Tutto inizia al parco giochi, alle altalene. Adulto a bimbo/a di un paio di anni: “Vuoi scendere per far andare questo bimbo che è in fila? No dai, su, ti va di scendere? …. Non vuoi?”. E il maldestro tentativo si conclude con uno sguardo che vorrebbe essere complice all’adulto che accompagna il bimbo in fila che sottintende: “Eh, gliel’ho chiesto ma non vuole…”. Poi prosegue a casa. Quando a bambinetti di 2-3 anni viene aperto un frigo stracolmo e si chiede un generico: “Cosa vuoi mangiare per cena?”. E poi magari ci si innervosisce se rispondono “gelato”.
Oppure, più avanti, quando a bimbi dei primi anni delle elementari si chiede, per esempio, dove vorrebbero che tutta la famiglia passasse il week end o le vacanze. O quando, come mi ha raccontato un’amica qualche giorno fa, in una campo scuola l’educatore e le mamme lasciano a bambini della scuola elementare la decisione di decidere con chi dividere la stanza, innescando una serie di delusioni, frustrazioni, esclusioni e discussioni. Senza alcuna considerazione di concetti come lo spirito di squadra o le regole da rispettare, tanto importanti in qualsiasi disciplina sportiva e nel sano sviluppo emotivo dei bambini.

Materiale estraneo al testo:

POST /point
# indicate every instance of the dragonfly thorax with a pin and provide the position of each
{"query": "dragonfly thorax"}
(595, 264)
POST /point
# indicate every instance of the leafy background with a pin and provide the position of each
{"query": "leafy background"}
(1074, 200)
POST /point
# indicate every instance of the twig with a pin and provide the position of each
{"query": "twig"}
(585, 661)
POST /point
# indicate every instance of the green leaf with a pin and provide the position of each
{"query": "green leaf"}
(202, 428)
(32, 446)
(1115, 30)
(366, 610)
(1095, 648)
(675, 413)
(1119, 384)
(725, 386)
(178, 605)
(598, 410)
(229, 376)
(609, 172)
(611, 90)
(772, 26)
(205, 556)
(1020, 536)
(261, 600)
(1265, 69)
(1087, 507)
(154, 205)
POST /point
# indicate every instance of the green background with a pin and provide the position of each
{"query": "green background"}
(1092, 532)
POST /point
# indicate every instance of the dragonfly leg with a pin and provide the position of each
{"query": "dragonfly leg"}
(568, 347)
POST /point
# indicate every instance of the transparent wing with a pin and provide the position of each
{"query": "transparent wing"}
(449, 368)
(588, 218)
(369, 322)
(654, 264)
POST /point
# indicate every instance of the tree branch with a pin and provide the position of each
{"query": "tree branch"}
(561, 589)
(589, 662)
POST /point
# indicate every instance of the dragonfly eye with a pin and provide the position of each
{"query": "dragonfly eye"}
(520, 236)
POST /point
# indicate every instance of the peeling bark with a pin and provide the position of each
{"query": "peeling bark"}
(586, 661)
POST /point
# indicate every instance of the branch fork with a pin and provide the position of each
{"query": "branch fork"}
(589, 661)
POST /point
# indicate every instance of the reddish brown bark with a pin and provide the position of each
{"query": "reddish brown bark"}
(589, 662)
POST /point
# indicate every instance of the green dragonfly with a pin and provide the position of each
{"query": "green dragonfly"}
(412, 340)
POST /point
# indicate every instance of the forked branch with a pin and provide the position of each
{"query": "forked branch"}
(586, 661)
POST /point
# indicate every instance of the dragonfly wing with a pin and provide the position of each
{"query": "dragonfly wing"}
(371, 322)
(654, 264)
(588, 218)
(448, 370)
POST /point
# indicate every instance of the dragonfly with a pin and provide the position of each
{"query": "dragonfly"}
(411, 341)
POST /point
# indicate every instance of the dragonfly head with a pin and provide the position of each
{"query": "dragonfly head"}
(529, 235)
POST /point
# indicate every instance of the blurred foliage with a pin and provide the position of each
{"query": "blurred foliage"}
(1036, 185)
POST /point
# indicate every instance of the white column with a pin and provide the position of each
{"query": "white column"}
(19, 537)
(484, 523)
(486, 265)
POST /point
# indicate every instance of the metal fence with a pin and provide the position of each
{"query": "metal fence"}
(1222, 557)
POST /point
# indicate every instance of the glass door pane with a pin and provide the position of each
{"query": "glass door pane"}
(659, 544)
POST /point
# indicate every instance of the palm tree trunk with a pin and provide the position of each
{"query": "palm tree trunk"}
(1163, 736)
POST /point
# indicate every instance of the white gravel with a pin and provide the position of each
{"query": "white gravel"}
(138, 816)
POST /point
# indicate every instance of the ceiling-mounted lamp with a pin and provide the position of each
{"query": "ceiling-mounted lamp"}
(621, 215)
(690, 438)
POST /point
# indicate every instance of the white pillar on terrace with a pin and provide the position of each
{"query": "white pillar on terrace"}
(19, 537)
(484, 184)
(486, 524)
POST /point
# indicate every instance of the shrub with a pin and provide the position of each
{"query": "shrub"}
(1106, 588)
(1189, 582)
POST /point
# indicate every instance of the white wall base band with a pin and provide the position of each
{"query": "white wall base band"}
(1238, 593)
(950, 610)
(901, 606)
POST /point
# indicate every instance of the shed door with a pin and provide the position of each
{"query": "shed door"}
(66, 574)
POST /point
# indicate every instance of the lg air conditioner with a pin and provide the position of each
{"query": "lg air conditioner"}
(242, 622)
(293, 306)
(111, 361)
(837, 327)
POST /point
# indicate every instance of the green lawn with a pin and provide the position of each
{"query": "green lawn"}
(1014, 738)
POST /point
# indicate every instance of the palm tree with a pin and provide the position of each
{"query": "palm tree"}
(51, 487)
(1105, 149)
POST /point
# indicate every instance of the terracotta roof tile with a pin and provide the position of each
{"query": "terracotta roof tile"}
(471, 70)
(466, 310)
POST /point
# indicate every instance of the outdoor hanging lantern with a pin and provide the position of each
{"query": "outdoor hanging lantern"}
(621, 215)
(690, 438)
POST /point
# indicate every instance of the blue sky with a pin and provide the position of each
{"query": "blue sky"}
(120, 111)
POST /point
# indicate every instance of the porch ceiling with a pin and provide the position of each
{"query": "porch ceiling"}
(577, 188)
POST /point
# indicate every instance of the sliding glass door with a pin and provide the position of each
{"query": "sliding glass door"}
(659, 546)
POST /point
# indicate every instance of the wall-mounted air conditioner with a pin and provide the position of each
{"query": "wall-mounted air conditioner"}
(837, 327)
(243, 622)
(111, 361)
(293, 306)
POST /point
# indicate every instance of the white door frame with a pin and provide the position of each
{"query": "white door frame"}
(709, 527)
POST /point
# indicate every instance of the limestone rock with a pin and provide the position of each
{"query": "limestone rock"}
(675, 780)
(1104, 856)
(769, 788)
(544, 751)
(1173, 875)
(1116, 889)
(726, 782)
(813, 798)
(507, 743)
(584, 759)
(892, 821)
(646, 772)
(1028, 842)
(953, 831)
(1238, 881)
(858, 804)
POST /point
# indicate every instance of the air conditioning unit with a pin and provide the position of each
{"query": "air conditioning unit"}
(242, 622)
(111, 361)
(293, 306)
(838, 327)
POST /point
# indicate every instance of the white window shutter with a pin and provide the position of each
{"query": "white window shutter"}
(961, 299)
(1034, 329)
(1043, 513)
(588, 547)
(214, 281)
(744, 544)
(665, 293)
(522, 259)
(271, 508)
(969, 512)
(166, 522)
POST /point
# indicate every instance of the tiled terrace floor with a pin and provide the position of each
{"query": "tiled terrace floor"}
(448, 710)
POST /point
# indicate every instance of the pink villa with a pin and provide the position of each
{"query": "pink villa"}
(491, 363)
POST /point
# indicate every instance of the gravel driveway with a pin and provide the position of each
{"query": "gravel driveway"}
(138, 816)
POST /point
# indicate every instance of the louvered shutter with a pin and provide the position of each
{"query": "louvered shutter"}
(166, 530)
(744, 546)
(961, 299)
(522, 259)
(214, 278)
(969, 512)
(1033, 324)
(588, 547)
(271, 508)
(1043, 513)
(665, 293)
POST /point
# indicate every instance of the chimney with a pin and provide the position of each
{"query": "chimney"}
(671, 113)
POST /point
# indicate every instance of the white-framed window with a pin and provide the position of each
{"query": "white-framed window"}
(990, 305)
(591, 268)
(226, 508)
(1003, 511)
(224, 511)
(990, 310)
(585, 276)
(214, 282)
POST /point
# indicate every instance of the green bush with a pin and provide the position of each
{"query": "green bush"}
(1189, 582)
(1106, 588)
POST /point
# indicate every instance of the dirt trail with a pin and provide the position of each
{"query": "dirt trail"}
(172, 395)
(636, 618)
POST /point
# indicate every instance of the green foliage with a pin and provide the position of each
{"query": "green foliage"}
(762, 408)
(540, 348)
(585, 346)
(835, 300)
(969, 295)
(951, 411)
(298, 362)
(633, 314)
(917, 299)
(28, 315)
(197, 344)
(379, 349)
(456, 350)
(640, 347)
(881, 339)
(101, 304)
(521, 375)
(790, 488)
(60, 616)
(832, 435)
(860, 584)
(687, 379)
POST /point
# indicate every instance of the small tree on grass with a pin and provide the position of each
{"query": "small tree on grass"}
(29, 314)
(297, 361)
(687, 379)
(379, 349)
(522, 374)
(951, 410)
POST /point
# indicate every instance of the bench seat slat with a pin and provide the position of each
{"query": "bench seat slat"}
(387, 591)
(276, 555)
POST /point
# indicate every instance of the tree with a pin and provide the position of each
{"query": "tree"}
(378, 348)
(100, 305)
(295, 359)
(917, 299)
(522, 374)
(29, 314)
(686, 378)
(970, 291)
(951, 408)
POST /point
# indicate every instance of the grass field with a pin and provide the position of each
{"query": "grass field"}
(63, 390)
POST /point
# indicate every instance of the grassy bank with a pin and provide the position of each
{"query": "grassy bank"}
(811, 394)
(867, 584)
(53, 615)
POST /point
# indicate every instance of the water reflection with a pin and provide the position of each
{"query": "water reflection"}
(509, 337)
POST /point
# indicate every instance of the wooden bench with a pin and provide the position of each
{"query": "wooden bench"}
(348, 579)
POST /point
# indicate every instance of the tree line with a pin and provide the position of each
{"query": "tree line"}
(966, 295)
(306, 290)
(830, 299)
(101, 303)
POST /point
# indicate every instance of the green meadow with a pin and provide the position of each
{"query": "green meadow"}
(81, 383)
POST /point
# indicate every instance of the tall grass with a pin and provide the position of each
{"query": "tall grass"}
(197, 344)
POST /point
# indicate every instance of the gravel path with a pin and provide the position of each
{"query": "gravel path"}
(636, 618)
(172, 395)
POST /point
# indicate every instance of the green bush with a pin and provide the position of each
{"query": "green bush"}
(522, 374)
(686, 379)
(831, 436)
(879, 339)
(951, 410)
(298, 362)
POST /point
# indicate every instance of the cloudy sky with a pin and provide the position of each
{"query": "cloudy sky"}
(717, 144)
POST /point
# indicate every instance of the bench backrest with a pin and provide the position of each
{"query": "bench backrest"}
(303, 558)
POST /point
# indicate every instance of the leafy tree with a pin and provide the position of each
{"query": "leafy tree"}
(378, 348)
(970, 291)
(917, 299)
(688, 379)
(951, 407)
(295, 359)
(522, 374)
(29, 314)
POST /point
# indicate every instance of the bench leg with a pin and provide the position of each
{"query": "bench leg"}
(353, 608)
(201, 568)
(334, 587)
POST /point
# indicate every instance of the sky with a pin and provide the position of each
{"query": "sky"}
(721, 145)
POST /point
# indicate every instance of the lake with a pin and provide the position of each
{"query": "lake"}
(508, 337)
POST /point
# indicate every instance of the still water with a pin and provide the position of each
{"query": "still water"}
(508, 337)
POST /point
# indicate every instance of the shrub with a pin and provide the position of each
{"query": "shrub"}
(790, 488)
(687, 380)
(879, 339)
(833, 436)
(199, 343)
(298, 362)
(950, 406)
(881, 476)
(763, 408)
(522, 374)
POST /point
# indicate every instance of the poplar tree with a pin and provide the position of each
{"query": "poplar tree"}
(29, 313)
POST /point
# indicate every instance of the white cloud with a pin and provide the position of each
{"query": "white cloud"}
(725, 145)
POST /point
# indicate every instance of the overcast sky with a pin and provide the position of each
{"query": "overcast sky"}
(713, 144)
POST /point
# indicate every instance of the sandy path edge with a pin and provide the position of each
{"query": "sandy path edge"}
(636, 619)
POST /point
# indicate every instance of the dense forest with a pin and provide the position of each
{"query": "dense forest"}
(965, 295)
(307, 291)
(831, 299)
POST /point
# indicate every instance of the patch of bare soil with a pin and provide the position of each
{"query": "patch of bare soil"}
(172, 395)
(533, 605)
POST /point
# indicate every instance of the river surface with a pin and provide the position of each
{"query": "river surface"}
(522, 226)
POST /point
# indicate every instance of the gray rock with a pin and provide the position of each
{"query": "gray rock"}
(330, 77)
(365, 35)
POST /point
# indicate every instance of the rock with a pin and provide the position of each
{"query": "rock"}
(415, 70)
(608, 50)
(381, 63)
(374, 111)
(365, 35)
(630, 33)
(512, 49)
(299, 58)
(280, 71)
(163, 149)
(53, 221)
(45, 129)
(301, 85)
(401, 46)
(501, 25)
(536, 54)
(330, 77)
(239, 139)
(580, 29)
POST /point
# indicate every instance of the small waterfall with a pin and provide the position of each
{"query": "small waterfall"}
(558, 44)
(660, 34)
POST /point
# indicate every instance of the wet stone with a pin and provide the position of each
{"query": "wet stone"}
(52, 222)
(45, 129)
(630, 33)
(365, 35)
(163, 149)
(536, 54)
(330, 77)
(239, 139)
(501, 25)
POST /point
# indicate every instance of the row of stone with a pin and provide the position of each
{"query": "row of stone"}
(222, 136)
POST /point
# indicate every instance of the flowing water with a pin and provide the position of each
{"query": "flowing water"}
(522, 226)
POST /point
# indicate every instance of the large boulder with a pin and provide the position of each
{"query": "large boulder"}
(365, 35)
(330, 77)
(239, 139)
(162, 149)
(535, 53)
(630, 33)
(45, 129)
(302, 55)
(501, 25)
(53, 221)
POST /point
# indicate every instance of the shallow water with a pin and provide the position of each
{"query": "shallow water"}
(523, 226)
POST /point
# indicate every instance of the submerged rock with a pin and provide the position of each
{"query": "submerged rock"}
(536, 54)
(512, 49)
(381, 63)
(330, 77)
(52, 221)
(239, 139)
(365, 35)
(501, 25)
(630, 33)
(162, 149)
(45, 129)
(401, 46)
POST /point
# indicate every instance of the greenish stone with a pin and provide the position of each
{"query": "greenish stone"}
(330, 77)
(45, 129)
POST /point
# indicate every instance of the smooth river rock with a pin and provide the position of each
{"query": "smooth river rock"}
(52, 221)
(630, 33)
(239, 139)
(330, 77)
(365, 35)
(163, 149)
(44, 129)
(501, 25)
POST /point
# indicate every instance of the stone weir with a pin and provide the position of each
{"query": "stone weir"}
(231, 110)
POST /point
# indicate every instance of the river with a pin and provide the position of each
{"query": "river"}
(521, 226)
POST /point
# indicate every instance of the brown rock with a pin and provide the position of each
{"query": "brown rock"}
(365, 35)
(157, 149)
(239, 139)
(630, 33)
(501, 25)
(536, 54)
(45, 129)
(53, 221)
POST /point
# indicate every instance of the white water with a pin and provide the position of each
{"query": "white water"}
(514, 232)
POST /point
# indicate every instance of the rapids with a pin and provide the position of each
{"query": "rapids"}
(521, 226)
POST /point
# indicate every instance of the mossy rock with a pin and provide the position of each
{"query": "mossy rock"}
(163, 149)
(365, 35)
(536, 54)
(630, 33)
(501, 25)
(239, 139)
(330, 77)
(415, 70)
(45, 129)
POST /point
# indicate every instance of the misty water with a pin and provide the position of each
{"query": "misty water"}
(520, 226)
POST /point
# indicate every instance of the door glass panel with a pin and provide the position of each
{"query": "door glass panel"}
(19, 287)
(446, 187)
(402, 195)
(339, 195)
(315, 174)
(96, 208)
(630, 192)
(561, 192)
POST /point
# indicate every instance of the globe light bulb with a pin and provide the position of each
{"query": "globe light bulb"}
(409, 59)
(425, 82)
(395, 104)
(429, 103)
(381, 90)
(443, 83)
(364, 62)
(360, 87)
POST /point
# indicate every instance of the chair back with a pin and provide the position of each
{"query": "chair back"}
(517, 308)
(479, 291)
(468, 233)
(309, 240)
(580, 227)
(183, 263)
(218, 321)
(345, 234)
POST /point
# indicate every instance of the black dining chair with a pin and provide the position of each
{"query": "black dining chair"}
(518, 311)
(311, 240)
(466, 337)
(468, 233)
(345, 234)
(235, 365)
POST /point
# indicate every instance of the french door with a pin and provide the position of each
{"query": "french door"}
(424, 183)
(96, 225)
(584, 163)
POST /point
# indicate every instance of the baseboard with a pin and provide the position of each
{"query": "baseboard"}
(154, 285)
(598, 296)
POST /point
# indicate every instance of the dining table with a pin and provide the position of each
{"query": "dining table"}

Lasciare le scelte ai bambini è un tema dalle molte facce. Educarli all’autonomia e alla capacità di scelta è uno dei compiti fondamentali di un genitore. Dalle geniali intuizioni di Maria Montessori in poi, l’indipendenza dei bambini fin dai primi anni di età, il lavoro per lo sviluppo dell’autonomia (e quindi della capacità di scelta), lo stimolo all’esplorazione e l’idea della presenza discreta del genitore e dell’educatore come guida silenziosa sono diventati alcuni tra i perni centrali nell’educazione dei bambini. Quello che è accaduto, però, è stato che la non comprensione profonda di alcuni di questi concetti ha fatto sì che molto spesso ai bambini venga affidato un potere decisionale che loro non possono gestire. E che l’autonomia sia confusa con l’essere lasciati a se stessi, senza una guida, senza una direzione.
Innanzi tutto un primo discrimine è l’età: a un bambino di due anni, per esempio, che è nel pieno dei terrible two come li chiamano negli Usa, possono essere date delle scelte, per esempio a tavola o tra i vestiti che deve indossare, perché questo è un segno di rispetto per la sua individualità in formazione e un aiuto per la definizione dei suoi gusti. Ma, a questa età, non si dovrebbero dare più di due opzioni, per evitare che il bambino entri in confusione e non riesca a distinguere ciò che vuole da ciò che non vuole, facendo scattare un “No” automatico a ogni proposta. E se chiedere un opinione su ciò che si farà in estate può essere un modo per aiutare un bambino delle elementari ad esplorare i suoi desideri o i suoi sogni e per farlo sentire pienamente coinvolto nelle decisioni familiari, lasciare a lui o a lei la responsabilità della scelta finale può essere un peso difficile da reggere o un segno di potere decisionale illimitato che, a breve, si scontrerà con la realtà.
Tenendo presente che un bambino non è mai uguale all’altro e che la cosa più importante è avere sempre la capacità di osservare i bisogni, le richieste e di ascoltare i messaggi di ognuno, è anche vero che con l’età le cose cambiano e i bambini vanno accompagnati nel cammino dell’autonomia. Perché se una scelta è troppo grande per loro, rischiano di sentirsi schiacciati, persi, angosciati e confusi. O, al contrario, onnipotenti. Il che può essere anche peggio. L’autonomia ha senso solo se viaggia in parallelo alle regole e alla chiarezza, tenendo sempre presente i tempi e i modi dello sviluppo cognitivo del bambino. E una domanda diventa inevitabile: non sarà che lasciare la responsabilità delle scelte ai bambini è in realtà una scorciatoia per scaricarsi di un po’ del carico che si sente sulle spalle un genitore?